Schlegel, Traité de Fauconnerie
Books & Manuscripts

Regal Raptors

By Christian House

"T he hawk had filled the house with wildness as a bowl of lilies fills a house with scent,” writes Helen Macdonald in her bestselling memoir H is for Hawk. That combination of wildness and allure shapes Traité de Fauconneri, the 19th-century book of lithographs by Joseph Wolf which is to be sold at Sotheby’s London. It has been described as the “finest work on falconry which has ever been produced”.

Originally published in three parts, produced over nine years, this exceptionally rare volume collects Wolf’s life-size pictures of falcons, reproduced together with plates on heron hawking and the paraphernalia of falconry: hoods, bells and leather jesses (thin tethering straps). It is a book full of danger and elegance.

“It’s the Audubon of falconry,” declares Richard Fattorini, Sotheby’s senior books specialist. “And falconry is the pursuit of kings and sheikhs.” The point about pedigree is illustrated by another lot in the sale: a photograph of Shaykh Zayid bin Sultan with a saker falcon, taken by the explorer Wilfred Thesiger in 1950. It’s unclear which looks more regal, man or bird.

Joseph Wolf was born in 1820, the son of a Prussian farmer (who nicknamed his son “birdfool”). Joseph’s twin passions for the natural world and painting – he is believed to have made brushes from the fur of stone martens – led eventually to printmaking assignments for German ornithologists Eduard Rüppell and Hermann Schlegel (who, with Abraham Hendrik Verster van Wulverhorst, published Traité de Fauconner). Before he had turned 30, Wolf was working at the British Museum, London, on commissions for clients such as Charles Darwin, David Livingstone and the Duke of Argyll.

Birds of prey hover over the world of literature. A Wolf lithograph features in Helen Macdonald’s earlier study Falcons. And before Macdonald there was TH White, the 20th century English novelist and amateur falconer. “They talk every night, deep into the darkness… about their lineage and the great deeds of their ancestors,” he wrote about goshawks.

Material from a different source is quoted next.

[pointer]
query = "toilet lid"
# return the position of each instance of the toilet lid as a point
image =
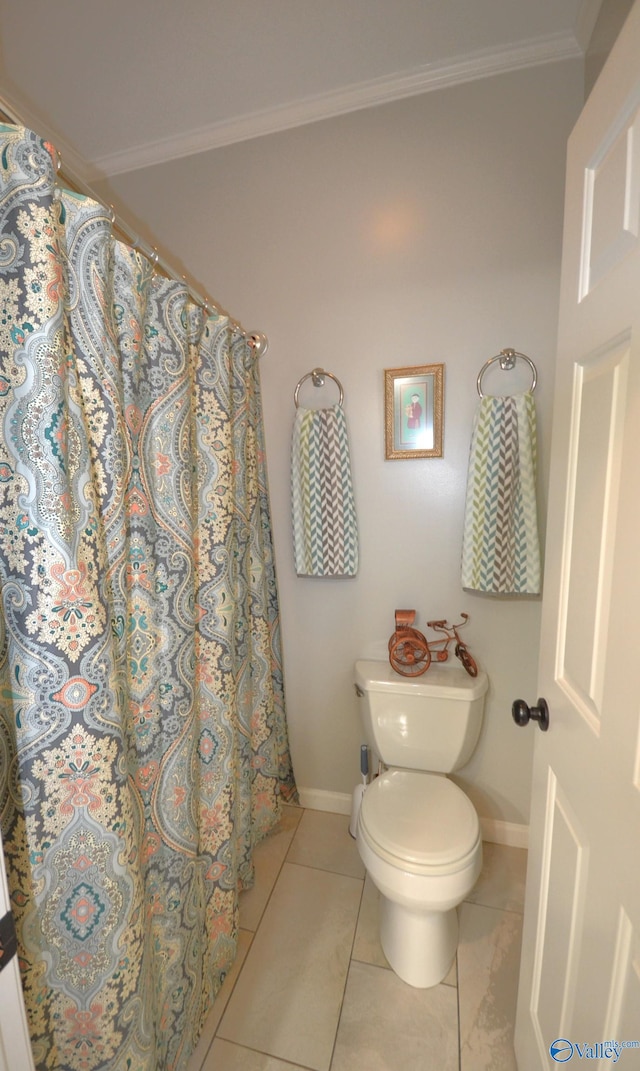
(420, 818)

Such drama and reverie swoops through Wolf’s work. The glacial eyes of an Icelandic hawk pierce the page; the talons of a gyrfalcon grip its prey; a white Greenlander falcon looks like a superhero in its colourful plumed hood. Perhaps the final word should come from the most famous literary hawk of them all: The Maltese Falcon. In Dashiel Hammett’s noir classic, private eye Sam Spade describes these raptors as “the stuff that dreams are made of.”